Ali Sethi is working with Narcos producer Noah Georgeson
This is turning out to be a momentous year for Ali Sethi. Still basking in the success of Coke Studio’s ‘Tinak Dhin’, everybody’s favorite Harvard-grad-turned-ghazal-singer has just revealed plans to collaborate with award-winning record producer Noah Georgeson.
An MFA in classical music and winner of three Grammies, Georgeson has produced and mixed records for major indie acts like Devendra Barnhart, Joanna Newsom, The Strokes and Charlotte Gainsbourg. He also created the title track for the popular Netflix TV show Narcos.

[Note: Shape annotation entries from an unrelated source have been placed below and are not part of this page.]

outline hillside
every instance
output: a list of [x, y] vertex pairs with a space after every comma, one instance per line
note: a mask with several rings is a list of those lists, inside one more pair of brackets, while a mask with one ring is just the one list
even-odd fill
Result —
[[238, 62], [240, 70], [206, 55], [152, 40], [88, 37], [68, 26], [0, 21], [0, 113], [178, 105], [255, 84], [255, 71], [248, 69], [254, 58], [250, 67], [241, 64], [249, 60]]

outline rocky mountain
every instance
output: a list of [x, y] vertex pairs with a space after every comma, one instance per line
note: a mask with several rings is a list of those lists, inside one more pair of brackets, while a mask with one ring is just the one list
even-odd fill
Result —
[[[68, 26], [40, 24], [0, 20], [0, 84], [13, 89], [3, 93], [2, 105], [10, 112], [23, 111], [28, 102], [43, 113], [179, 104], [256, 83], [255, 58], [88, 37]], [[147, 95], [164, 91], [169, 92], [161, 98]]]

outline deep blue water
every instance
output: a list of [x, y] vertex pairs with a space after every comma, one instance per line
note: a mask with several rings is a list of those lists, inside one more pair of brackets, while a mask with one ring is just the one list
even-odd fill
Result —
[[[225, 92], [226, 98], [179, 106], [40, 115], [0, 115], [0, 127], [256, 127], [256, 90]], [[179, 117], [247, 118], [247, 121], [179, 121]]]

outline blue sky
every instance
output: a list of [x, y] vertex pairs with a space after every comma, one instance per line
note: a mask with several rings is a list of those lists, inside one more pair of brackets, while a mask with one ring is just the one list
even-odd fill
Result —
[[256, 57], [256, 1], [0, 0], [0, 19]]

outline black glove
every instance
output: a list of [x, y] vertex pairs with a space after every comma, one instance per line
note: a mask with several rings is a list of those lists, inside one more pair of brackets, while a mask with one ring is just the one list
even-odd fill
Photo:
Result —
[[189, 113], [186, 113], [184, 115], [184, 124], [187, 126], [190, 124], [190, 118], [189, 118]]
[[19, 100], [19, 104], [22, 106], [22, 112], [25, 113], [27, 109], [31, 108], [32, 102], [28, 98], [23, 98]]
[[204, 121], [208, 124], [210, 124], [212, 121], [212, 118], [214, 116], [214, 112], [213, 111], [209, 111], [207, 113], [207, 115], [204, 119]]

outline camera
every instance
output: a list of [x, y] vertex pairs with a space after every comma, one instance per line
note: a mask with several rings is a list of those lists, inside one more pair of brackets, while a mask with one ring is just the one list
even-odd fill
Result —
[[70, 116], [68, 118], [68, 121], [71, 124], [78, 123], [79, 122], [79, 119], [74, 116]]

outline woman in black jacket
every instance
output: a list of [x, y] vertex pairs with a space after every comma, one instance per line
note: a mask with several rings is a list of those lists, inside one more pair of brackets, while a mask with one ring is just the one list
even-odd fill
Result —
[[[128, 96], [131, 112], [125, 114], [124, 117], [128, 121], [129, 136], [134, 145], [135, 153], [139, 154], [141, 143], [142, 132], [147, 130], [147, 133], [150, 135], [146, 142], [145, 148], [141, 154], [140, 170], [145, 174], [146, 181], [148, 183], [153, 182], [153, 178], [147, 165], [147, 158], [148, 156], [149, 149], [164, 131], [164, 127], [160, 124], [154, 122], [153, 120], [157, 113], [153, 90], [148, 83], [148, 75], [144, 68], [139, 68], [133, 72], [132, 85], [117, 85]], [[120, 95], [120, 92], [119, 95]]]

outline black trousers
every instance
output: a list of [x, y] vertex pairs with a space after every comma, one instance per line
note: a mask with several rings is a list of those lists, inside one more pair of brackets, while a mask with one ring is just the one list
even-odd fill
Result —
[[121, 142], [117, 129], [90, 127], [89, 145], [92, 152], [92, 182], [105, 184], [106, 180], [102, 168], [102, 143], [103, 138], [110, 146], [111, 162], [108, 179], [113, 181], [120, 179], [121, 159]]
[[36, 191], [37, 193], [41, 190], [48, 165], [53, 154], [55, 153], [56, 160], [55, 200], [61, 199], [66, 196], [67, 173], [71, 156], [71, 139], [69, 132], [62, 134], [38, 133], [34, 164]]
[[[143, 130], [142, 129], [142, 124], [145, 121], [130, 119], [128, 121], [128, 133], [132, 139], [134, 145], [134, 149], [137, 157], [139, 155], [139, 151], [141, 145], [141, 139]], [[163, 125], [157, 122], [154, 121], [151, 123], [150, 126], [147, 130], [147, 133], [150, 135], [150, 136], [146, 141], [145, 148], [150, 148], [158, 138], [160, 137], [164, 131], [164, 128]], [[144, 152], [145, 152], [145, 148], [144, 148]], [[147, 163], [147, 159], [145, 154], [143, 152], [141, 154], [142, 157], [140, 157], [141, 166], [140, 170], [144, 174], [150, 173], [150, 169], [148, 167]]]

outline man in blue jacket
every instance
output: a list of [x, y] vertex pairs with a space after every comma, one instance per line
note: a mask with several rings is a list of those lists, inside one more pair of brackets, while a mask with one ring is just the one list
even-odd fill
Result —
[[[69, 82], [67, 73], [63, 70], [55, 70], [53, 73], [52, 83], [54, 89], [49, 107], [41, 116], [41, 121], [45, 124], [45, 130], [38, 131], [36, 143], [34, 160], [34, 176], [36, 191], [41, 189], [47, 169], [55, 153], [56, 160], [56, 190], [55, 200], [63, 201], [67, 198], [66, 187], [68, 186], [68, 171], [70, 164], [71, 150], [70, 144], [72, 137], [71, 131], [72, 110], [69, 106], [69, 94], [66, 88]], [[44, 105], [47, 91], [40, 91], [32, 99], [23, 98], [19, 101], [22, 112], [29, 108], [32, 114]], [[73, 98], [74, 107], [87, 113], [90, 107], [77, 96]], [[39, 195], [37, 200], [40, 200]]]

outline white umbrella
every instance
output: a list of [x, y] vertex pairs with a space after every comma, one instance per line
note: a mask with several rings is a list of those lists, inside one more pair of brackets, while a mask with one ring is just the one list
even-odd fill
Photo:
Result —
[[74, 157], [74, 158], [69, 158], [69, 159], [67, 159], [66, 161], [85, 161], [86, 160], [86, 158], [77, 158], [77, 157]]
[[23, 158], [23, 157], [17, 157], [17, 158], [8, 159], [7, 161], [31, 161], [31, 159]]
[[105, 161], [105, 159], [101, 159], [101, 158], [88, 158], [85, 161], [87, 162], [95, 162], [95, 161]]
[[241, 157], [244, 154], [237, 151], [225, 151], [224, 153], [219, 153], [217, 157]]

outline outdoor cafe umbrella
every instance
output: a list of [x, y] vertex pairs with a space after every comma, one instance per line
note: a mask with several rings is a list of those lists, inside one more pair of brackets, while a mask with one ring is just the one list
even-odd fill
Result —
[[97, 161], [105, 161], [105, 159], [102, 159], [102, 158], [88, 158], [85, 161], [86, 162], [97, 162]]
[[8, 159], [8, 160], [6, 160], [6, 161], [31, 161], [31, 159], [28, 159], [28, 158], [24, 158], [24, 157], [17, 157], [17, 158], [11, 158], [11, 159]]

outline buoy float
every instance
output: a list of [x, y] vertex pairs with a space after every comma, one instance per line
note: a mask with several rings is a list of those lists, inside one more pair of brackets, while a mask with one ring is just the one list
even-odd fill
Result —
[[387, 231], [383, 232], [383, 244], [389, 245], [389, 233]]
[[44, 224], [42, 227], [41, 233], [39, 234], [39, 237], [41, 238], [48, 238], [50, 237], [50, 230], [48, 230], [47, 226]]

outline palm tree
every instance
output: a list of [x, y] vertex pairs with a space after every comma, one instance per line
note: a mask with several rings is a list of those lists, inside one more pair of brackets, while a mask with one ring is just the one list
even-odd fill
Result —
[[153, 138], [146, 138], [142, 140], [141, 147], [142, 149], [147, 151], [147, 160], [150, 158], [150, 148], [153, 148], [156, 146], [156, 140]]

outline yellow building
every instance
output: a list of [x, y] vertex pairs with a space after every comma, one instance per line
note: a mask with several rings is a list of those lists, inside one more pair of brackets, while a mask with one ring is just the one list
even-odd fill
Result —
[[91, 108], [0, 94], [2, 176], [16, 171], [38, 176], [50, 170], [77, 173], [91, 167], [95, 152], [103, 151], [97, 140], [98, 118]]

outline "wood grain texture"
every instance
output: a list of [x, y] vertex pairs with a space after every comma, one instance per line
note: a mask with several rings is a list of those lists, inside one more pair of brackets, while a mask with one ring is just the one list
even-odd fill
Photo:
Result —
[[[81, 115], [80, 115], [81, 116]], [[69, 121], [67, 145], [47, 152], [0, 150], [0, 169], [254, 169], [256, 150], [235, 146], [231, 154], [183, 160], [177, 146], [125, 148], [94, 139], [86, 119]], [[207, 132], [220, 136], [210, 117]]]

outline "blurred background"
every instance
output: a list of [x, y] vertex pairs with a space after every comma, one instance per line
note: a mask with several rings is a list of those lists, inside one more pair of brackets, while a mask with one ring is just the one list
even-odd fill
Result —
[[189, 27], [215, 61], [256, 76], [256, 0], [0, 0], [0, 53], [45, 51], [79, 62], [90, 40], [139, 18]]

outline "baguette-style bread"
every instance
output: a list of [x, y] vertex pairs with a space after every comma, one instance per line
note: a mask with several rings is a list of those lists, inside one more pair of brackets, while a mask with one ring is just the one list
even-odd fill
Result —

“I’ve admired Noah’s work for years,” said Sethi. “And I’m thrilled to be working with him.” Stressing the need for new ideas in traditional music, Sethi elaborated: “I’ve always resisted this idea of tradition as a sealed thing. As someone who has engaged with the theory and practice of traditional music for many years, I’m eager to apply those principles to contemporary situations, hoping to capture what is going on in our world right now.”
Georgeson was just as forthcoming about the need for a fresh approach to World Music. “Most people come to me to make their music sound worse,” he wrote in an email, “but in interesting ways. To rough it up until some of the pristine digital-ness has been scrubbed away to reveal something familiar and human. Beyond my excitement in working with Ali, and his transcendent talent and voice, I’m looking forward to applying my approach to an unfamiliar tradition of music. Most often in recordings, non-western music is treated too reverently – like it is a painting in a museum, or an anthropological exhibit, which only serves to exoticize it, and separate the listener from the music and the musicians who make it. I want to work with Ali’s music as a living, vital, and passionate thing, and help make it feel familiar.”
While the two are keeping mum about the exact nature of their project, they have shared that it will consist of more than one album, and will involve input from Harvard’s well-known Islam scholar Ali Asani. “I’m looking forward to being a little radical here — a learned vandal, if you will! — with lyrics and melody and arrangement,” said Sethi. “I would like our music to feel both original and intelligible.”
Apart from signaling a leap in scope and attitude, the project adds to Sethi’s credentials as a cross-cultural musician, coming on the heels of his collaborations with Abida Parveen, Seraiki folk singer Jamaldin, the transatlantic hip-hop act Swet Shop Boys, and the Pulitzer-prize-winning composer Du Yun.